Si la nature est au cœur de l’attrait du Botswana, son patrimoine culturel n’est pas en reste. La réserve de Tsodilo Hills, dans le nord-ouest du pays, en est l’illustration la plus spectaculaire. Classé au patrimoine mondial de l’UNESCO, ce petit massif isolé qui émerge des plaines du Kalahari est surnommé le « Louvre du désert », en raison de la densité exceptionnelle de ses peintures rupestres. Plus de 4 500 motifs, réalisés sur plusieurs millénaires par les ancêtres des San et des peuples bantous, recouvrent les parois de grès ocre : girafes, antilopes, silhouettes humaines, symboles abstraits… autant de témoignages d’une spiritualité profondément ancrée dans le paysage.

Visiter Tsodilo Hills, c’est ajouter une dimension historique et sacrée à votre voyage au Botswana. Accompagné d’un guide local, vous parcourez les sentiers qui relient les principales collines – souvent nommées « Homme », « Femme », « Enfant » – en découvrant peu à peu les fresques, parfois dissimulées dans des anfractuosités. Les explications portent autant sur la signification possible des peintures que sur les légendes orales associées au lieu, encore vénéré aujourd’hui. Prévoyez de bonnes chaussures, de l’eau et un départ matinal pour éviter les fortes chaleurs, et laissez-vous surprendre par la force évocatrice de ces sites rupestres, où la présence humaine dialogue avec la roche depuis des milliers d’années.

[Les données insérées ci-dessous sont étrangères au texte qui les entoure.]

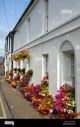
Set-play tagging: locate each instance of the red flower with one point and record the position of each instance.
(62, 116)
(66, 89)
(73, 89)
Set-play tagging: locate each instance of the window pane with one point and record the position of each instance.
(72, 59)
(72, 69)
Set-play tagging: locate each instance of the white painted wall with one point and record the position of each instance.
(59, 12)
(62, 10)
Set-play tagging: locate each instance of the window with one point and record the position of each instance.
(72, 69)
(9, 43)
(46, 15)
(45, 65)
(28, 36)
(28, 65)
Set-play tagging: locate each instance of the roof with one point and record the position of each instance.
(30, 4)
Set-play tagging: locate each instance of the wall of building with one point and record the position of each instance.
(59, 12)
(50, 44)
(62, 10)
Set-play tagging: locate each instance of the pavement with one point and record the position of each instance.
(18, 107)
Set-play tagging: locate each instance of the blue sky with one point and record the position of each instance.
(14, 9)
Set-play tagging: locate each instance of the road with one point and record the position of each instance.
(4, 109)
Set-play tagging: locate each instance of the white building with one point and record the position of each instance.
(50, 29)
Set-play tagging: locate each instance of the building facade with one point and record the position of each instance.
(50, 30)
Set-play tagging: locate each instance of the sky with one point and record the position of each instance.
(14, 9)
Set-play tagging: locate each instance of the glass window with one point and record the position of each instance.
(46, 15)
(72, 69)
(45, 58)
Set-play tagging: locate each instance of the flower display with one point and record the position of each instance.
(45, 81)
(64, 103)
(22, 71)
(26, 78)
(15, 80)
(15, 70)
(11, 73)
(21, 55)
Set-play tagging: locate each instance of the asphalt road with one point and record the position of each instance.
(4, 109)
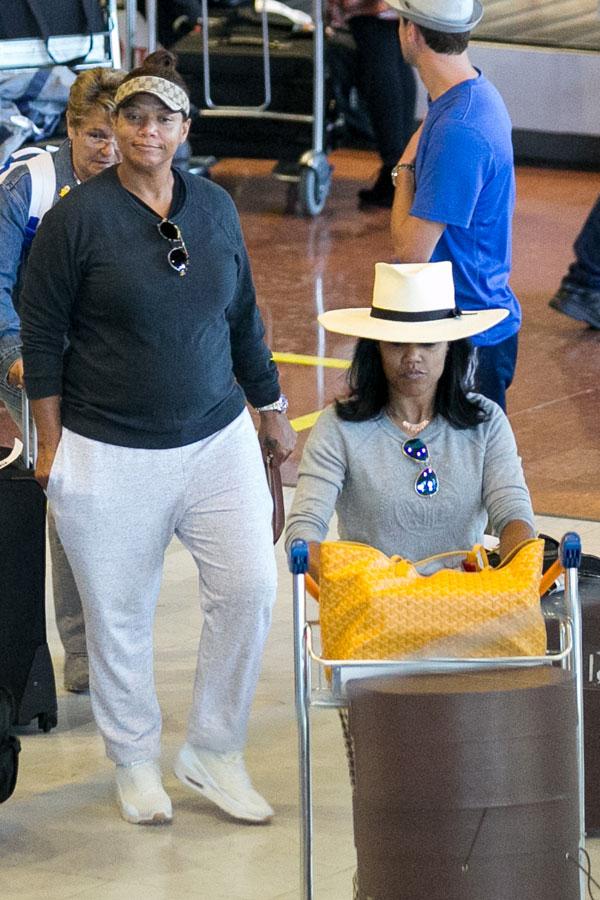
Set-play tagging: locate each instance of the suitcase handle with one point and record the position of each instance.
(29, 433)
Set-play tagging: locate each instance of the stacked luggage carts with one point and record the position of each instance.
(498, 865)
(259, 86)
(77, 33)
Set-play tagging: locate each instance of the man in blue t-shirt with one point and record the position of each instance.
(455, 185)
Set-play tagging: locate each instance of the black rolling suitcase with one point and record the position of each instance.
(9, 746)
(25, 663)
(237, 79)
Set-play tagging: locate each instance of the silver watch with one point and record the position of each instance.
(280, 405)
(410, 167)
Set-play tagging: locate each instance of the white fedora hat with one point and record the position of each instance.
(450, 16)
(413, 303)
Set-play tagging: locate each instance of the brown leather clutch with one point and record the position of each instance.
(274, 481)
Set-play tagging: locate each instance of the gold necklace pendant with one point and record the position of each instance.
(414, 428)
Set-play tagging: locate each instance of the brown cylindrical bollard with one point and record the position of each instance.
(466, 786)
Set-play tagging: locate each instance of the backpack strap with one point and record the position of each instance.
(43, 184)
(43, 187)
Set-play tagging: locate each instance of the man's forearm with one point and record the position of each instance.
(403, 198)
(46, 413)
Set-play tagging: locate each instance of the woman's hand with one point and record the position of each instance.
(314, 559)
(514, 534)
(276, 436)
(43, 464)
(14, 375)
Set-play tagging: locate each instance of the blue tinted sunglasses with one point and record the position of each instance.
(426, 483)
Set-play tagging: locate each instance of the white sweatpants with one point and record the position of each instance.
(116, 510)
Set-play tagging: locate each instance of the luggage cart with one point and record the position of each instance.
(311, 176)
(100, 49)
(331, 694)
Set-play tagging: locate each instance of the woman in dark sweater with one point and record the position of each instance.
(144, 434)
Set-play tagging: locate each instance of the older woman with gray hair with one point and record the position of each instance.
(145, 434)
(90, 149)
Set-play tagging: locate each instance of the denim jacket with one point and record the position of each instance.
(15, 196)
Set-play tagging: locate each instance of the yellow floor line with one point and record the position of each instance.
(300, 359)
(301, 423)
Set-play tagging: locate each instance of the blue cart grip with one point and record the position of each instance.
(298, 559)
(570, 550)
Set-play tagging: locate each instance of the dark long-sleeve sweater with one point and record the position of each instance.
(154, 360)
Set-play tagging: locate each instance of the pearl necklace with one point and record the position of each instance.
(416, 428)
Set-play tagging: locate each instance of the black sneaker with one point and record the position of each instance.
(382, 192)
(578, 302)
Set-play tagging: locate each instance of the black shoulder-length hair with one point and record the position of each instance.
(368, 387)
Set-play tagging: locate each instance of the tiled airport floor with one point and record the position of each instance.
(61, 835)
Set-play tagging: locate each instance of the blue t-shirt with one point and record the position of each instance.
(464, 176)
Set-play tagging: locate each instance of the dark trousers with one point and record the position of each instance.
(386, 83)
(585, 271)
(495, 369)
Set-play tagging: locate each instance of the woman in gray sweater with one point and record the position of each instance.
(411, 461)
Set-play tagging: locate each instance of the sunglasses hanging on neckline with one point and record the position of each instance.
(426, 483)
(177, 257)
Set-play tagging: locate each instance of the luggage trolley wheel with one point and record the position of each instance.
(314, 183)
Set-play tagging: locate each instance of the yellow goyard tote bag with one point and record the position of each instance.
(376, 607)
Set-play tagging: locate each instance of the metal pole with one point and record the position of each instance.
(299, 566)
(115, 48)
(318, 76)
(151, 23)
(129, 36)
(570, 554)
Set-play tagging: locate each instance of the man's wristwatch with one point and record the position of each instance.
(280, 405)
(410, 167)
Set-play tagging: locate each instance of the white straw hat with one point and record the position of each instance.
(413, 303)
(449, 16)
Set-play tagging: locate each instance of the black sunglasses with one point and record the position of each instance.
(178, 257)
(426, 483)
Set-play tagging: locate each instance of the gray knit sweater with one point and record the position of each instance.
(358, 469)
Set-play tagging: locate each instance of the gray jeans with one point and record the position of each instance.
(117, 509)
(67, 603)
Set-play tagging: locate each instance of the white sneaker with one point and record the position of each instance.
(222, 778)
(142, 798)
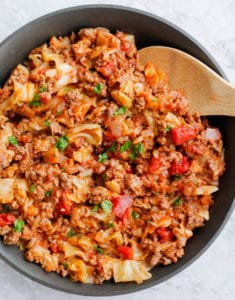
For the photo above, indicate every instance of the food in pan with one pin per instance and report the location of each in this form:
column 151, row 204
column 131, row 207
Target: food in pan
column 104, row 171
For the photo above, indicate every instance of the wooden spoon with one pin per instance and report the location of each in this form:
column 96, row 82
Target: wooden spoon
column 208, row 93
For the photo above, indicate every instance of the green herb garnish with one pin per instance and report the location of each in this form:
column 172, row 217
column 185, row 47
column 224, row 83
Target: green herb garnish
column 103, row 157
column 98, row 88
column 65, row 265
column 32, row 188
column 13, row 140
column 105, row 177
column 107, row 206
column 95, row 208
column 139, row 148
column 132, row 155
column 120, row 111
column 135, row 215
column 126, row 146
column 36, row 101
column 99, row 249
column 177, row 202
column 47, row 123
column 48, row 193
column 177, row 177
column 66, row 90
column 62, row 143
column 71, row 233
column 6, row 208
column 18, row 225
column 168, row 128
column 42, row 89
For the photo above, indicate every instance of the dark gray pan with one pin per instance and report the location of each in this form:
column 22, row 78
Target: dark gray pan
column 148, row 30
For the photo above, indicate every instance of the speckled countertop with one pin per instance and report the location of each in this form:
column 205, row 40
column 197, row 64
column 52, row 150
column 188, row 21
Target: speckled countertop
column 212, row 23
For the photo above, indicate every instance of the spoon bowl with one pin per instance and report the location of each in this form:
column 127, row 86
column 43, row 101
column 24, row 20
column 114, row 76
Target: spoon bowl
column 207, row 92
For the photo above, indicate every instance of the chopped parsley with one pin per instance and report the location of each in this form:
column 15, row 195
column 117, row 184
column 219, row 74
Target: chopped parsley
column 66, row 90
column 48, row 193
column 98, row 88
column 18, row 225
column 113, row 147
column 135, row 149
column 47, row 123
column 99, row 249
column 126, row 146
column 36, row 101
column 6, row 208
column 132, row 155
column 120, row 111
column 65, row 265
column 177, row 177
column 103, row 157
column 107, row 206
column 71, row 233
column 105, row 177
column 139, row 148
column 32, row 188
column 42, row 89
column 168, row 128
column 135, row 215
column 177, row 202
column 95, row 208
column 62, row 143
column 13, row 140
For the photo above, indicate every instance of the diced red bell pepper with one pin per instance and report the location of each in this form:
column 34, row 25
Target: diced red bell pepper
column 127, row 252
column 182, row 134
column 7, row 219
column 55, row 248
column 121, row 204
column 179, row 167
column 165, row 234
column 108, row 136
column 154, row 165
column 108, row 69
column 64, row 206
column 42, row 71
column 45, row 97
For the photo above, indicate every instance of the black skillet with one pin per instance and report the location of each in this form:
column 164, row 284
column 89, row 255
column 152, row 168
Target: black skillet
column 148, row 30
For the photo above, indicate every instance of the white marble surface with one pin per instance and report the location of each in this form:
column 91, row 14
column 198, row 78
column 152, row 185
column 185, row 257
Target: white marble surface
column 212, row 23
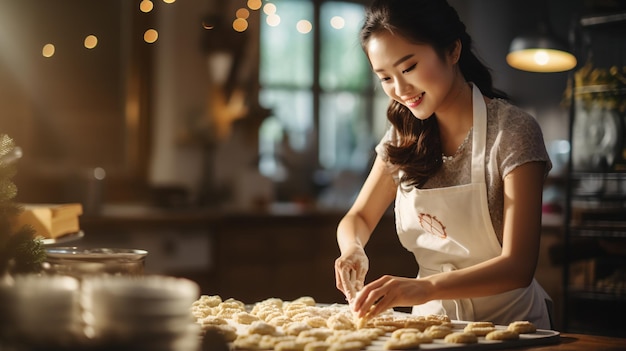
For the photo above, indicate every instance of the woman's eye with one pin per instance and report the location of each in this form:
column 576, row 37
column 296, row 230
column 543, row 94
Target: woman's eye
column 410, row 68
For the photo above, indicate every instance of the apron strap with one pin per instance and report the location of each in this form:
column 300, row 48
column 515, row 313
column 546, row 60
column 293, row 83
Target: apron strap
column 479, row 135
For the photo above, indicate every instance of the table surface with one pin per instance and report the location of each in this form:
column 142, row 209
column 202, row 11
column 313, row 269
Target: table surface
column 584, row 342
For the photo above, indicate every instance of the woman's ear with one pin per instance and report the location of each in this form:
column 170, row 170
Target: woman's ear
column 455, row 52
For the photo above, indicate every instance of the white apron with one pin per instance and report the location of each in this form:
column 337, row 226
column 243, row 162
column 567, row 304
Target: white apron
column 450, row 228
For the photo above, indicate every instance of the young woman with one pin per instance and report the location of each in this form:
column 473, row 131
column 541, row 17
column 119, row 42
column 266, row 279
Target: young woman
column 465, row 169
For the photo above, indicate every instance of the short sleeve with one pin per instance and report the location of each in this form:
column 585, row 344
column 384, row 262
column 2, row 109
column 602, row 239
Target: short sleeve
column 519, row 140
column 381, row 149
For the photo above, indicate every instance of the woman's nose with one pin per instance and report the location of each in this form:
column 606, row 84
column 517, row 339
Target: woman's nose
column 402, row 87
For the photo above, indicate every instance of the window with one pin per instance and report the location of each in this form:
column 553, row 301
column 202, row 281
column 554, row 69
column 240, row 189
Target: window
column 317, row 81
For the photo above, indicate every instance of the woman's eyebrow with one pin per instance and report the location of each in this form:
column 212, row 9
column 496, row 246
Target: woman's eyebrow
column 402, row 59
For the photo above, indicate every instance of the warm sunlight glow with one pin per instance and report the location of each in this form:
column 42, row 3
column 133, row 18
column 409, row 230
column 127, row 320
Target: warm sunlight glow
column 150, row 36
column 48, row 50
column 242, row 13
column 269, row 9
column 304, row 26
column 91, row 41
column 337, row 22
column 240, row 25
column 254, row 4
column 272, row 20
column 541, row 57
column 146, row 6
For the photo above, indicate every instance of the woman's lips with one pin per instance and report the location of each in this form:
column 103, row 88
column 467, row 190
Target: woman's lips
column 414, row 101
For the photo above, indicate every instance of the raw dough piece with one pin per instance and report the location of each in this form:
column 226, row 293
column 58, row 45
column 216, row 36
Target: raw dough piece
column 502, row 334
column 461, row 338
column 522, row 327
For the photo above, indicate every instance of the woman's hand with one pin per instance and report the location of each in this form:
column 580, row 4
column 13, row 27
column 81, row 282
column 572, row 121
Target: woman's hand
column 350, row 270
column 388, row 292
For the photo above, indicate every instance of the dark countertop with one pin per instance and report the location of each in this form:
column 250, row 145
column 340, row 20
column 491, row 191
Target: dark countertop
column 583, row 342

Faune endémique et espèces emblématiques du southern africa

Enfin, si le Botswana attire autant les passionnés de safari, c’est qu’il concentre une grande partie de la faune emblématique de l’Afrique australe, tout en abritant certaines espèces rares ou endémiques. Outre les célèbres Big Five – lion, léopard, éléphant, buffle et rhinocéros – vous y observez des animaux étroitement associés à cette région du continent : lycaons, guépards, hippotragues noirs, oryx, suricates, otocyons, pour n’en citer que quelques-uns. La diversité des écosystèmes, du delta inondé aux déserts du Kalahari et aux pans salés, multiplie les niches écologiques et donc les rencontres possibles.

Le delta de l’Okavango est par exemple l’un des meilleurs endroits au monde pour observer le sitatunga, antilope semi-aquatique insaisissable, tandis que les marais de Linyanti et les zones de Savuti sont réputés pour leurs fortes densités de lycaons. Les pans de Makgadikgadi et le Central Kalahari offrent, eux, des opportunités uniques d’admirer des espèces adaptées au désert comme l’oryx ou l’outarde kori, le plus lourd oiseau volant d’Afrique. Pour les ornithologues, plus de 560 espèces d’oiseaux ont été recensées au Botswana, dont des joyaux comme le guêpier carmin, le rollier à longs brins, l’aigle bateleur ou le rare hibou pêcheur de Pel.

En préparant votre voyage au Botswana, vous pouvez orienter votre itinéraire en fonction des espèces que vous rêvez de voir. Rêvez-vous de suivre une meute de lycaons en chasse dans les plaines de Moremi ? D’observer les grandes migrations de zèbres sur les pans inondés ? Ou de photographier un lion à crinière noire se découpant sur les dunes du Kalahari au lever du soleil ? Quelle que soit votre aspiration, la combinaison d’écosystèmes préservés, de politiques de conservation ambitieuses et d’un tourisme maîtrisé fait du Botswana l’un des rares pays où l’on peut encore vivre un safari d’Afrique australe dans ce qu’il a de plus authentique, loin du tumulte, au plus près du vivant.